А потом опять казалось, что это только в воображении могла установиться взаимосвязь между самыми разрозненными фактами, а на самом деле ее нет и никогда не было. Должно быть, все то же тревожное чувство, не отступающее от Лугового, и заставляло его устанавливать эту связь, видеть необычное в том, что является совсем обычным, и, возбуждая память, настойчиво нащупывать ту грань, за которой начиналась совсем другая Наташа.
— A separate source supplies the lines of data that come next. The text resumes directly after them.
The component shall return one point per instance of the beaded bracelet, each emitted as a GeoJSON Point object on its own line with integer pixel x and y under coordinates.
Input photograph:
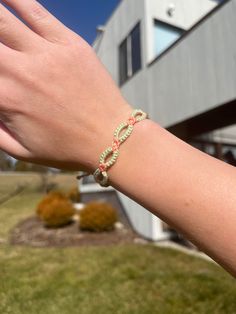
{"type": "Point", "coordinates": [100, 174]}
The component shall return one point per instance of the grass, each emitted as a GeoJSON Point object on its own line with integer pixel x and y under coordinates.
{"type": "Point", "coordinates": [130, 279]}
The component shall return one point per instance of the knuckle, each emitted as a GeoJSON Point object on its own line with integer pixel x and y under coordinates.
{"type": "Point", "coordinates": [38, 12]}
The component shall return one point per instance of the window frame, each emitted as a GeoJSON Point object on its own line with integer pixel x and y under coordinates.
{"type": "Point", "coordinates": [129, 61]}
{"type": "Point", "coordinates": [177, 28]}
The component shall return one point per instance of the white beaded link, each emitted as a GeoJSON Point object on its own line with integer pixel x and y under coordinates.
{"type": "Point", "coordinates": [101, 176]}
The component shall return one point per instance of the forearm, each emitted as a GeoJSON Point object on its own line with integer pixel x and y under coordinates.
{"type": "Point", "coordinates": [185, 187]}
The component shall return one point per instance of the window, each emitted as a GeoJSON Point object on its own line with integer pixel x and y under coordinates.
{"type": "Point", "coordinates": [164, 36]}
{"type": "Point", "coordinates": [130, 55]}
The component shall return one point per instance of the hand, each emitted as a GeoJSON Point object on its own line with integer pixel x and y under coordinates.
{"type": "Point", "coordinates": [58, 105]}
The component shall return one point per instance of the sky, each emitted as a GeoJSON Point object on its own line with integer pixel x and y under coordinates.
{"type": "Point", "coordinates": [82, 16]}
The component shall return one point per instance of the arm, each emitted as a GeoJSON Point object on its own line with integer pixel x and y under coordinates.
{"type": "Point", "coordinates": [185, 187]}
{"type": "Point", "coordinates": [59, 107]}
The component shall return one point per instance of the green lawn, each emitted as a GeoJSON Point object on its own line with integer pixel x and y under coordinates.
{"type": "Point", "coordinates": [141, 279]}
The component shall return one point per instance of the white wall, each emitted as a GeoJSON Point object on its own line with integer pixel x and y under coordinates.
{"type": "Point", "coordinates": [185, 14]}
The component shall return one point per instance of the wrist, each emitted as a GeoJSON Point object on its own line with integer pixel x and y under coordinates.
{"type": "Point", "coordinates": [102, 136]}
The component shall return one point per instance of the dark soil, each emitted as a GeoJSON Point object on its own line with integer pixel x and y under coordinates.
{"type": "Point", "coordinates": [32, 232]}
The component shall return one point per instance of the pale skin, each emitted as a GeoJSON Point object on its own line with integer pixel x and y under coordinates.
{"type": "Point", "coordinates": [59, 107]}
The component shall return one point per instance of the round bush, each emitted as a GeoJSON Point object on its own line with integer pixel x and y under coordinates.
{"type": "Point", "coordinates": [55, 210]}
{"type": "Point", "coordinates": [97, 216]}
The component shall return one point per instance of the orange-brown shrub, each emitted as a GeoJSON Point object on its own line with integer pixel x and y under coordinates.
{"type": "Point", "coordinates": [55, 210]}
{"type": "Point", "coordinates": [97, 216]}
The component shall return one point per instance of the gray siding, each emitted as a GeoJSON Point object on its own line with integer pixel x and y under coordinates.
{"type": "Point", "coordinates": [197, 75]}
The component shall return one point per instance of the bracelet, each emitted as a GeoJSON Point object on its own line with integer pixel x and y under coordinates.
{"type": "Point", "coordinates": [100, 174]}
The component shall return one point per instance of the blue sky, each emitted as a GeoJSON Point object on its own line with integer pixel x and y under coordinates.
{"type": "Point", "coordinates": [82, 15]}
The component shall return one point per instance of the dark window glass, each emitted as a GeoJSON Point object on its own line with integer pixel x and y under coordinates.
{"type": "Point", "coordinates": [123, 62]}
{"type": "Point", "coordinates": [136, 49]}
{"type": "Point", "coordinates": [164, 36]}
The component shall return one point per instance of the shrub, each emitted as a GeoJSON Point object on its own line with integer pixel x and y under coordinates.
{"type": "Point", "coordinates": [55, 210]}
{"type": "Point", "coordinates": [74, 195]}
{"type": "Point", "coordinates": [97, 216]}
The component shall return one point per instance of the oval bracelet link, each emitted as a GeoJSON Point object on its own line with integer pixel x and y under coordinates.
{"type": "Point", "coordinates": [100, 174]}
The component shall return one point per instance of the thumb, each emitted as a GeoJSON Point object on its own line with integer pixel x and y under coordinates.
{"type": "Point", "coordinates": [9, 144]}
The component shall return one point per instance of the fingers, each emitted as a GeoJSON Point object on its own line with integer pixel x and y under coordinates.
{"type": "Point", "coordinates": [39, 19]}
{"type": "Point", "coordinates": [14, 33]}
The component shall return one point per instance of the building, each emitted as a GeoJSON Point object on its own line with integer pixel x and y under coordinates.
{"type": "Point", "coordinates": [175, 59]}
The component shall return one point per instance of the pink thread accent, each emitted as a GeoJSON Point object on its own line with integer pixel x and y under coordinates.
{"type": "Point", "coordinates": [131, 121]}
{"type": "Point", "coordinates": [102, 167]}
{"type": "Point", "coordinates": [115, 144]}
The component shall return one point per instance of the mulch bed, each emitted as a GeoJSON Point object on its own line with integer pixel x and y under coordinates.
{"type": "Point", "coordinates": [32, 232]}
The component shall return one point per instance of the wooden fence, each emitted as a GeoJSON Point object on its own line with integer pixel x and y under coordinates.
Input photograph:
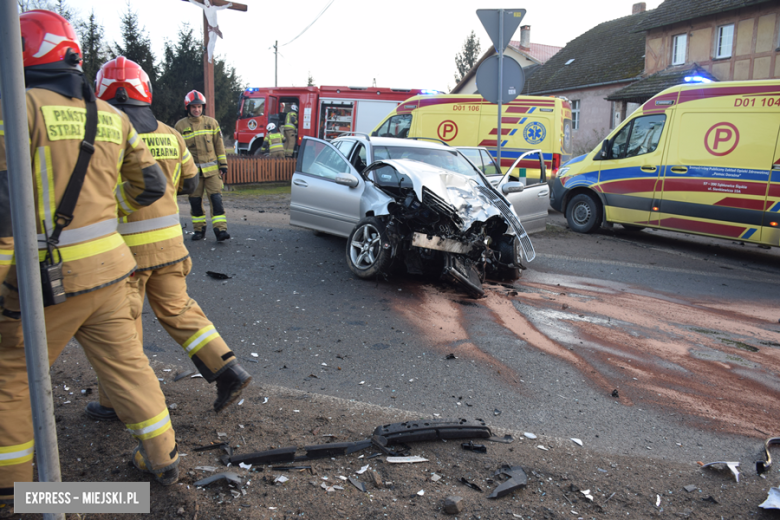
{"type": "Point", "coordinates": [250, 169]}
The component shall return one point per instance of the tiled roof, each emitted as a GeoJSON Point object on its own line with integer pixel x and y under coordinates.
{"type": "Point", "coordinates": [608, 53]}
{"type": "Point", "coordinates": [674, 11]}
{"type": "Point", "coordinates": [537, 51]}
{"type": "Point", "coordinates": [643, 90]}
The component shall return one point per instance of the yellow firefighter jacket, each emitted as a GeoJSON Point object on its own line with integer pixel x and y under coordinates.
{"type": "Point", "coordinates": [204, 140]}
{"type": "Point", "coordinates": [93, 252]}
{"type": "Point", "coordinates": [154, 233]}
{"type": "Point", "coordinates": [6, 240]}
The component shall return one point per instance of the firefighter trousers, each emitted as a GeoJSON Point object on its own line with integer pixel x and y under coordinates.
{"type": "Point", "coordinates": [102, 322]}
{"type": "Point", "coordinates": [210, 186]}
{"type": "Point", "coordinates": [289, 143]}
{"type": "Point", "coordinates": [182, 318]}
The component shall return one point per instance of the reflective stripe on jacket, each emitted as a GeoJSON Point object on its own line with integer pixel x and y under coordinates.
{"type": "Point", "coordinates": [93, 253]}
{"type": "Point", "coordinates": [154, 233]}
{"type": "Point", "coordinates": [204, 141]}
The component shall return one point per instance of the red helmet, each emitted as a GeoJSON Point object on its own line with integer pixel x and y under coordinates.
{"type": "Point", "coordinates": [194, 98]}
{"type": "Point", "coordinates": [123, 81]}
{"type": "Point", "coordinates": [48, 38]}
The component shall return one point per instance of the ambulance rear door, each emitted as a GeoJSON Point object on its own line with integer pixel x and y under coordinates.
{"type": "Point", "coordinates": [717, 169]}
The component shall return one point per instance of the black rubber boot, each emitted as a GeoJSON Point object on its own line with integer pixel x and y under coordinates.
{"type": "Point", "coordinates": [97, 412]}
{"type": "Point", "coordinates": [167, 477]}
{"type": "Point", "coordinates": [221, 234]}
{"type": "Point", "coordinates": [230, 384]}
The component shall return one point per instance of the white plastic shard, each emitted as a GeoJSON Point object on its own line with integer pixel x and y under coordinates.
{"type": "Point", "coordinates": [731, 465]}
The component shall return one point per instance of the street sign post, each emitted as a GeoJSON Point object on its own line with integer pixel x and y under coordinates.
{"type": "Point", "coordinates": [500, 25]}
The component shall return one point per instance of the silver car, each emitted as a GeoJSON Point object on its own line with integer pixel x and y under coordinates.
{"type": "Point", "coordinates": [532, 202]}
{"type": "Point", "coordinates": [416, 205]}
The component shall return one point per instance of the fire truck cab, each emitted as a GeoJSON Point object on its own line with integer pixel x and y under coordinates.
{"type": "Point", "coordinates": [323, 112]}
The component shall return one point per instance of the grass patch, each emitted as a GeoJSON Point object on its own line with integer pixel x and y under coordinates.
{"type": "Point", "coordinates": [253, 190]}
{"type": "Point", "coordinates": [739, 345]}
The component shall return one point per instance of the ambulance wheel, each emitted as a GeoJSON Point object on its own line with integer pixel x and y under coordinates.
{"type": "Point", "coordinates": [366, 255]}
{"type": "Point", "coordinates": [583, 213]}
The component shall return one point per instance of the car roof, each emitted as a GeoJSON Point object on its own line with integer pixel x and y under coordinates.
{"type": "Point", "coordinates": [395, 141]}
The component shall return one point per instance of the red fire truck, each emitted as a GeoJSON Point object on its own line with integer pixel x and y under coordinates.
{"type": "Point", "coordinates": [324, 112]}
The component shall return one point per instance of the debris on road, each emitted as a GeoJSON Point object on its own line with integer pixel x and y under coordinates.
{"type": "Point", "coordinates": [763, 466]}
{"type": "Point", "coordinates": [731, 465]}
{"type": "Point", "coordinates": [228, 475]}
{"type": "Point", "coordinates": [517, 479]}
{"type": "Point", "coordinates": [772, 500]}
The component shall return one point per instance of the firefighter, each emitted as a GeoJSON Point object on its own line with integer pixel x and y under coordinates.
{"type": "Point", "coordinates": [290, 129]}
{"type": "Point", "coordinates": [204, 140]}
{"type": "Point", "coordinates": [273, 142]}
{"type": "Point", "coordinates": [95, 259]}
{"type": "Point", "coordinates": [6, 236]}
{"type": "Point", "coordinates": [155, 238]}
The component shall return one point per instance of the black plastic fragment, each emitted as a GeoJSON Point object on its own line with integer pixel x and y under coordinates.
{"type": "Point", "coordinates": [433, 429]}
{"type": "Point", "coordinates": [470, 446]}
{"type": "Point", "coordinates": [517, 479]}
{"type": "Point", "coordinates": [228, 475]}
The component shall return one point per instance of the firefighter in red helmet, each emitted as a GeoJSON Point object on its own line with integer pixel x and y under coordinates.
{"type": "Point", "coordinates": [204, 140]}
{"type": "Point", "coordinates": [73, 135]}
{"type": "Point", "coordinates": [155, 238]}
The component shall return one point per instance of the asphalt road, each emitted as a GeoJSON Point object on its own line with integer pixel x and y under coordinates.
{"type": "Point", "coordinates": [649, 314]}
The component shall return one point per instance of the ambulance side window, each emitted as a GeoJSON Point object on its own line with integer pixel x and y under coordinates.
{"type": "Point", "coordinates": [639, 137]}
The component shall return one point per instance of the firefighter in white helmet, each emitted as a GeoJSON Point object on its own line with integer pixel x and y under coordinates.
{"type": "Point", "coordinates": [204, 140]}
{"type": "Point", "coordinates": [78, 234]}
{"type": "Point", "coordinates": [273, 144]}
{"type": "Point", "coordinates": [290, 129]}
{"type": "Point", "coordinates": [155, 238]}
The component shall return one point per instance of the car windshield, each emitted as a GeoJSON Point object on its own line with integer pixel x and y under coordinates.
{"type": "Point", "coordinates": [447, 159]}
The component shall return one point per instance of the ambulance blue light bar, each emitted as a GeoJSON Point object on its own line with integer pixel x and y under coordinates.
{"type": "Point", "coordinates": [697, 79]}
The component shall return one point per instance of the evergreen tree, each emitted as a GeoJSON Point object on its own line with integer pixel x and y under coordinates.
{"type": "Point", "coordinates": [92, 47]}
{"type": "Point", "coordinates": [466, 59]}
{"type": "Point", "coordinates": [136, 45]}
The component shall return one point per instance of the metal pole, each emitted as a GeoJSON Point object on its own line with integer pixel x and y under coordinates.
{"type": "Point", "coordinates": [26, 247]}
{"type": "Point", "coordinates": [500, 83]}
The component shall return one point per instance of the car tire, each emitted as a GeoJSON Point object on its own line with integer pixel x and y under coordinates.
{"type": "Point", "coordinates": [583, 213]}
{"type": "Point", "coordinates": [366, 255]}
{"type": "Point", "coordinates": [632, 227]}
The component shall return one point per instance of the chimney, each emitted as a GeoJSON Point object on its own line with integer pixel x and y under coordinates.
{"type": "Point", "coordinates": [525, 36]}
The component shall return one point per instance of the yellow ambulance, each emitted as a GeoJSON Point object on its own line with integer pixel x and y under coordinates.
{"type": "Point", "coordinates": [527, 123]}
{"type": "Point", "coordinates": [696, 158]}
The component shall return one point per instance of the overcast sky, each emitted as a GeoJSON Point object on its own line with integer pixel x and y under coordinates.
{"type": "Point", "coordinates": [398, 43]}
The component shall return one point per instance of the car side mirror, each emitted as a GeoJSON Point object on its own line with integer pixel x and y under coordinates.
{"type": "Point", "coordinates": [512, 187]}
{"type": "Point", "coordinates": [605, 148]}
{"type": "Point", "coordinates": [347, 179]}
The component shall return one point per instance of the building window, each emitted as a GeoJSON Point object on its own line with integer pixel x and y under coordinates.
{"type": "Point", "coordinates": [724, 41]}
{"type": "Point", "coordinates": [679, 45]}
{"type": "Point", "coordinates": [575, 114]}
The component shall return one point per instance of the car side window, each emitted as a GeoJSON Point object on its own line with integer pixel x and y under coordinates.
{"type": "Point", "coordinates": [639, 137]}
{"type": "Point", "coordinates": [322, 161]}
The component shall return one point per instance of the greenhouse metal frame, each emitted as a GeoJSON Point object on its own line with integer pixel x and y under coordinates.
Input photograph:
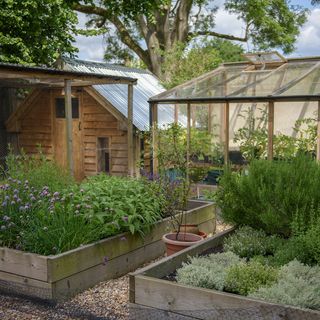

Пора было и все ее хозяйствоперенести с веранды в дом. После ее отъезда ни Луговой, ни Марина, не сговариваясь, долго не трогали ничего. Но теперь уже задуваемая сквозь щели в дощатых стенках веранды мельчайшая влажная пыль начинала ложиться на ее книги, на вырезки из газет и журналов и, конечно, на пластинки. Луговой собирал их на ее столике и на полу, как сено, охапками. Их было столько, что в одну охапку и не захватишь. И только уже у себя в комнате он сортировал их: по одну сторону стола – пластинки, а по другую – всякие вырезки и книги, В их числе, конечно, и книги с фотографиями на обложке этого кудрявого парня с беспомощной улыбкой и как будто нечесаной головой.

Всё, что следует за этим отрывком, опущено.